La Sala L’Horta programa el 10 de mayo dos funciones de La mama dels arbres, un espectáculo de títeres para primera infancia inspirado en la activista keniana Wangari Maathai y su legado ecologista.
La programación familiar de La Sala L’Horta suma este domingo 10 de mayo una nueva propuesta escénica con La mama dels arbres, una producción de la compañía catalana Fes-t’ho com vulguis dirigida al público de primera infancia que acerca la figura de Wangari Maathai (1940-2011), referente internacional del ecologismo y Premio Nobel de la Paz en 2004. El teatro acogerá dos funciones del espectáculo, previstas a las 11:00 y a las 12:30 horas.
La pieza toma como punto de partida el libro ilustrado Wangari i els arbres de la pau, de la autora Jeanette Winter, que recoge la historia de la activista keniana y su capacidad para movilizar a comunidades enteras, especialmente grupos de mujeres, en un proyecto de reforestación que logró la plantación de 30 millones de árboles en Kenia. La organización ambiental y social que impulsó, el Movimiento Cinturón Verde, se expandió posteriormente por distintos países africanos y continúa activa en la actualidad.
Creada por la compañía fundada en 2008 por Xavi Basté y Nona Umbert, la propuesta se articula como un espectáculo de títeres de gran formato elaborados artesanalmente, con una estética inspirada en los juguetes de madera y las muñecas de trapo.
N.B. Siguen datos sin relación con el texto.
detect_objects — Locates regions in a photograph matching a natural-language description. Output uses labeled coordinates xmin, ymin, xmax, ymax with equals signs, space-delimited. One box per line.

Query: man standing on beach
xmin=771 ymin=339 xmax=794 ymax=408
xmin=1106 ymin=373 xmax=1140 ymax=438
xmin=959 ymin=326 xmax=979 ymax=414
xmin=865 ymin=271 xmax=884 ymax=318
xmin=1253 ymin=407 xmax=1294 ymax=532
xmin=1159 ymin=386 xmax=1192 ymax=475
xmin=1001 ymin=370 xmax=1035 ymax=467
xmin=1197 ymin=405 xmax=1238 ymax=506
Los titiriteros asumen una doble función escénica: manipulan los personajes y, al mismo tiempo, interactúan con el público en distintos momentos a través de gestos, canciones y la expresión emocional, construyendo una narración que prescinde completamente de la palabra.
La historia se desarrolla mediante un lenguaje eminentemente visual y plástico, con Wangari en su infancia como personaje central. A su alrededor se despliega un universo de naturaleza, animales, agua y vegetación presidido por un gran árbol lleno de vida y color, principal elemento escenográfico, convertido en refugio de pájaros, mariposas y un leopardo. A sus pies nace el agua, símbolo de vida, en un paisaje que se ve amenazado por la llegada de la codicia y la destrucción del entorno.
«Conocer es el primer paso para poder querer», explican desde la compañía. «El objetivo es que el público ame la naturaleza y desee cuidarla. La obra transita por emociones a veces contradictorias como la incertidumbre, la tristeza y la impotencia, pero que desembocan en un mensaje de esperanza».